2. Kwaliteitscontrole van zuiverheid en integriteit van het septine hetero-oligomeer

OPMERKING: De kwaliteitscontrole van hetero-oligomeren bestaat uit een reeks biochemische en beeldvormingstechnieken die de detectie van de massa en integriteit van de septinecomplexen in de oplossing mogelijk maken.

  1. Denaturering elektroforese om te controleren op de vorming van het septine hetero-oligomeer met de juiste componenten
    1. Meng 10 μL van de geselecteerde fracties met 10 μL 2x SDS-monsterbuffer, laad ze op een prefab 4% -15% TGX-gel en vul het systeem met Tris / glycine / SDS-loopbuffer.
    2. Voer de elektroforese gedurende 35 minuten uit op 200 V en kleur de gel (Tabel met Materialen) om de resultaten te visualiseren. De molecuulgewichten van de individuele septine-eiwitten en septine hetero-oligomere complexen zijn te vinden in tabel 3.

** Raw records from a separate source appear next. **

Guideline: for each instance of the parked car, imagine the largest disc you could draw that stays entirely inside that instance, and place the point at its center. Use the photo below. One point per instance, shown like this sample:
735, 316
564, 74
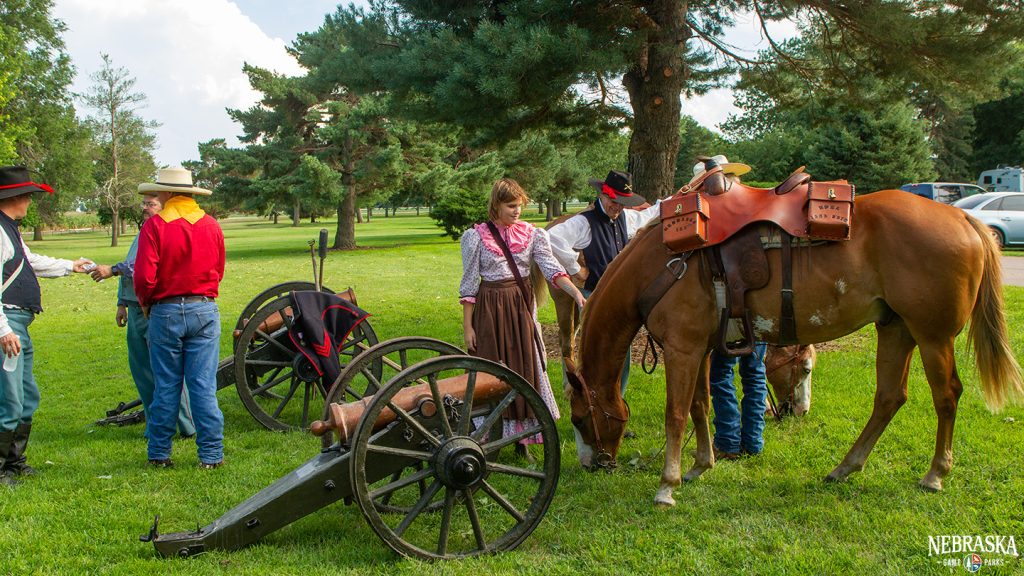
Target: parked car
1004, 178
946, 193
1003, 212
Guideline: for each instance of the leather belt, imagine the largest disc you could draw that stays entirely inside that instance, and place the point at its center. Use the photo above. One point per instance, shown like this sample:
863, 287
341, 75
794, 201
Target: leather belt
183, 300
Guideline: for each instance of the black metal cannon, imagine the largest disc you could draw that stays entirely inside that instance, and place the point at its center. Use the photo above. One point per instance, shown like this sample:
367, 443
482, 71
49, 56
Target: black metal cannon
276, 383
421, 454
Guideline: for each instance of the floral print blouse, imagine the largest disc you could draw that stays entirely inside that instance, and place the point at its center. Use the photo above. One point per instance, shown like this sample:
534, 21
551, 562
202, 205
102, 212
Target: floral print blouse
483, 259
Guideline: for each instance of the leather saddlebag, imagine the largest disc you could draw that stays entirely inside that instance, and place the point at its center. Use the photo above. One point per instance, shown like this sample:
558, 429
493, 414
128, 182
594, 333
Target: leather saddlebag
684, 221
829, 209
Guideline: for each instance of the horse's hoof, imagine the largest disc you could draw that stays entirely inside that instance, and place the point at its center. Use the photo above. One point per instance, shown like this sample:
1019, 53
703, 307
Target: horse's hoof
664, 498
665, 503
693, 474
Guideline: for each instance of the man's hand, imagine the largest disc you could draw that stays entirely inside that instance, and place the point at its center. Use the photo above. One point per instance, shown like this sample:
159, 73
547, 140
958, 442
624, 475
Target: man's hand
11, 344
580, 278
81, 263
101, 272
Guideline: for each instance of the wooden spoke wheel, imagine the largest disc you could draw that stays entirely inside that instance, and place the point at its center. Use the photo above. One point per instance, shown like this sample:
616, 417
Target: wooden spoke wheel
272, 293
454, 499
368, 372
276, 383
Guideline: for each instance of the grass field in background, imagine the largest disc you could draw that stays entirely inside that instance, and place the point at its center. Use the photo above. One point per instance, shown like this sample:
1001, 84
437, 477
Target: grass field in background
770, 515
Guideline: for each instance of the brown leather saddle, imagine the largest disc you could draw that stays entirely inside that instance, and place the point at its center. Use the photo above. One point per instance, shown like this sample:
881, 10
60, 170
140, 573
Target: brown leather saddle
712, 212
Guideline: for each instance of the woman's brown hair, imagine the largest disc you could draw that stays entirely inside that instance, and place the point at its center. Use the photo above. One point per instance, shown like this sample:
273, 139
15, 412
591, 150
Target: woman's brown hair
505, 191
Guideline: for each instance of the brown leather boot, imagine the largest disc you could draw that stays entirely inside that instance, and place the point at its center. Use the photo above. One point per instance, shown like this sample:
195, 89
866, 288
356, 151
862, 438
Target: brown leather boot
15, 460
6, 441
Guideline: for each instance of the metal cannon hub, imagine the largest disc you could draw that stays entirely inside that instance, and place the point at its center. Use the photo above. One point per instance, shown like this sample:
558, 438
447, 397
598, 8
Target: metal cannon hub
304, 370
460, 463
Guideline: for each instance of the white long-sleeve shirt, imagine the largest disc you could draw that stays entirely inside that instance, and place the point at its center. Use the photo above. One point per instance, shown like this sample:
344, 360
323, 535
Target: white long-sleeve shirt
573, 235
44, 266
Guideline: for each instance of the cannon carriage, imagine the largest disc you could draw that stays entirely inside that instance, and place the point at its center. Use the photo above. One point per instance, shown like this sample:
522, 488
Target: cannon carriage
421, 454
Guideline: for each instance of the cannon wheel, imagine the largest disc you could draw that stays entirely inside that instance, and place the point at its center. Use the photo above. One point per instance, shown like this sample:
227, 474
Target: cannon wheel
273, 293
275, 382
493, 510
371, 369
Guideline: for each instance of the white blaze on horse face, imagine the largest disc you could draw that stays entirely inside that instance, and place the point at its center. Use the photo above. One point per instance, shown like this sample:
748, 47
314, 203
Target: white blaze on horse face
802, 393
584, 451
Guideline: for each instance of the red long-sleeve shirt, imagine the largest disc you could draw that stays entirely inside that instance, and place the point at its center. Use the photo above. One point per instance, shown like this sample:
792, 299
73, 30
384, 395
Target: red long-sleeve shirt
178, 258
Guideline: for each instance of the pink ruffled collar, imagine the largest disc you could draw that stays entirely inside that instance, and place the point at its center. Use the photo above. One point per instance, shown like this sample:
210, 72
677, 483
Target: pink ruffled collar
516, 236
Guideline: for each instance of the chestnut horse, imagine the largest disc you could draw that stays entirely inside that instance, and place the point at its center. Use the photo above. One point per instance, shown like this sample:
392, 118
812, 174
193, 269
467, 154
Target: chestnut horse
916, 269
787, 368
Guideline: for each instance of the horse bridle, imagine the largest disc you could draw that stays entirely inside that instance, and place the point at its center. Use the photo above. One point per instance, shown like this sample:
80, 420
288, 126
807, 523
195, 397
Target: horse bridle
778, 408
602, 459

    3. Meet de relatieve intensiteit van elke band binnen elke baan die gezuiverde septines bevat in een contrast-omgekeerd beeld. Doe dit door de gemiddelde intensiteit te berekenen van even grote rechthoeken rond elke band en van een rechthoek van gelijke grootte op een gebied zonder band in dezelfde baan. Normaliseer vervolgens de waarden door de intensiteit van elke band te delen door de intensiteit van het gebied zonder banden.
      OPMERKING: Als de intensiteit verzadigd is (bijvoorbeeld waarden van 255 voor een 8-bits afbeelding op een contrast-omgekeerde afbeelding), slaat u de rijstrook over.
  2. Ensemblegemiddelde native grootteverdeling via native elektroforese
    1. Bereid de dag ervoor 800 ml anodebuffer en 200 ml lichtblauwe kathodebuffer en bewaar ze in de koelkast. Om de anodebuffer voor te bereiden, verdunt u 40 ml 20x lopende buffer met 760 ml type-I gedeïoniseerd water (I-water). Om de lichtblauwe kathodebuffer te bereiden, verdunt u 10 ml 20x lopende buffer en 1 ml 20x kathodeadditief met 189 ml I-water. De loopbuffer en kathodeadditief worden geleverd met een kit (Tabel van Materialen).
    2. Bereid 10 μL van het monster door ~500 ng septine te mengen met de benodigde hoeveelheid monsterbuffer (2,5 μL in dit geval, vanwege het gebruik van een 4x monsterbuffer; zie Tabel van materialen) en voldoende I-water om een volume van 10 μL te bereiken.
    3. Laad de monsters op de gel en vul het systeem met de ijskoude anode- en kathodebuffers.
    4. Voer de elektroforese ongeveer 115 minuten uit bij 150 V met een voeding die niet stopt bij lage stromen en de gel (Materiaaltabel) kleurt om de resultaten te visualiseren. De molecuulgewichten van de afzonderlijke eiwitten en complexen berekend op basis van de sequentie zijn te vinden in tabel 3.
  3. Massaverdeling met één molecuul met behulp van massafotometrie via interferometrische verstrooiingsmicroscopie
    1. Was # 1,5 glazen dia's door ze te soniceren in een ultrasone reiniger gedurende 5 minuten in I-water, 5 minuten in isopropanol en ten slotte 5 minuten in I-water.
    2. Droog twee glazen glaasjes met een zachte stroom stikstofgas en plaats een druppel van 7 μL van 0,01% Poly-L-Lysine (PLL) oplossing op het midden van een van de dia's. Plaats vervolgens het midden van de andere dia bovenop de PLL-druppel en oriënteer de twee dia's orthogonaal voor eenvoudige scheiding. Incubeer gedurende 30 s.
      1. Wassen door onder te dompelen in een bekerglas met I-water 1x en door direct een stroom I-water 2x aan te brengen. Droog vervolgens de twee dia's met een stroom stikstofgas. Deze dia's kunnen daarna ongeveer 6 weken bij kamertemperatuur in droge omstandigheden worden bewaard.
        OPMERKING: Label de zijkant van de dia die wordt behandeld met de PLL om het experiment correct uit te voeren.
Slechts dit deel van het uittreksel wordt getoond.